JUSTICIA: Pasaron 20 años de la muerte de Walter Bulacio
Veinte años pasaron de la muerte de Walter Bulacio, el pibe de Aldo Bonzi que un 19 de abril fue detenido durante una razzia en las inmediaciones del estadio Obras, donde había llegado para ver un recital de los Redonditos de Ricota. Al momento de morir, Walter tenía 17 años: tres menos de lo que lleva una causa que hoy no tiene un solo detenido y que todavía ni siquiera fue a juicio.
Por entonces, Walter cursaba 5º año en el Nacional Rivadavia y, para pagarse el viaje de egresados, trabajaba como caddie en el Campo Municipal de Golf. El día del recital llegó a Núñez junto a un grupo de chicos de su barrio. Los que ya tenían sus entradas se pusieron en la cola. Los que no, se afligieron al ver que estaban agotadas.

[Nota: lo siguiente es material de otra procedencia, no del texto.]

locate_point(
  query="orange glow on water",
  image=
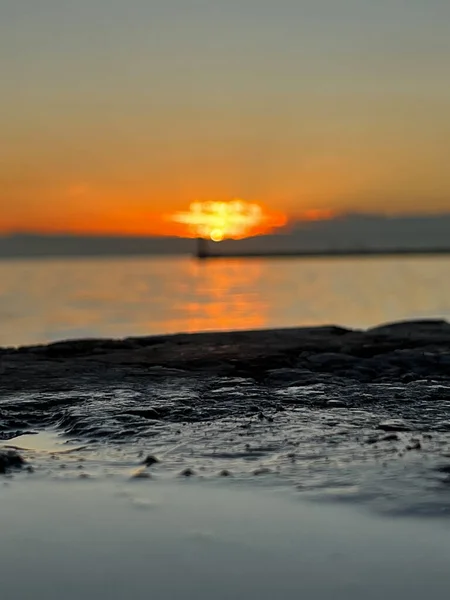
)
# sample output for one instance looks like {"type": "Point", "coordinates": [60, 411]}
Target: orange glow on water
{"type": "Point", "coordinates": [221, 220]}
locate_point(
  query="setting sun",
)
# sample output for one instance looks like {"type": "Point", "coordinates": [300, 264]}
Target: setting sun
{"type": "Point", "coordinates": [220, 220]}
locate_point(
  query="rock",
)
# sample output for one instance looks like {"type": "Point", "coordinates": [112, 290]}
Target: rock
{"type": "Point", "coordinates": [9, 460]}
{"type": "Point", "coordinates": [394, 425]}
{"type": "Point", "coordinates": [150, 461]}
{"type": "Point", "coordinates": [262, 471]}
{"type": "Point", "coordinates": [389, 437]}
{"type": "Point", "coordinates": [335, 404]}
{"type": "Point", "coordinates": [141, 474]}
{"type": "Point", "coordinates": [187, 473]}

Como Walter tenía algo de plata que le había dado su abuela, se puso con un amigo a buscar una reventa. El contexto no era el mejor: la zona estaba surcada por un operativo policial gigantesco, contratado por la organización del show como “servicios adicionales”. Así y todo, rodeando la reja de Obras ambos encontraron un hueco por donde entrar. Pero el entusiasmo les duró poco: minutos después eran subidos a un micro por personal policial y llevados con otros 72 chicos a la Comisaría 35ª a cargo del jefe del operativo, comisario Miguel Ángel Espósito.
Con el paso de las horas, los detenidos fueron clasificados por edad y sexo. Los once menores que compartieron celda con Walter contarían luego que desde el principio él se quedó muy quieto en un rincón. “Tenía frío –dijeron– y estaba asustado.” Era la primera vez que lo detenían. Los chicos fueron siendo retirados por sus padres, hasta que al amanecer sólo quedaban dos pibes y Walter, que indudablemente no estaba bien. No podía pararse, apenas hablaba, y para cuando vomitó los otros dos empezaron a llamar al guardia. A eso de las 11 de la mañana, sin notificar a los padres ni al juez de menores de turno, Walter era internado de urgencia en el Hospital Pirovano.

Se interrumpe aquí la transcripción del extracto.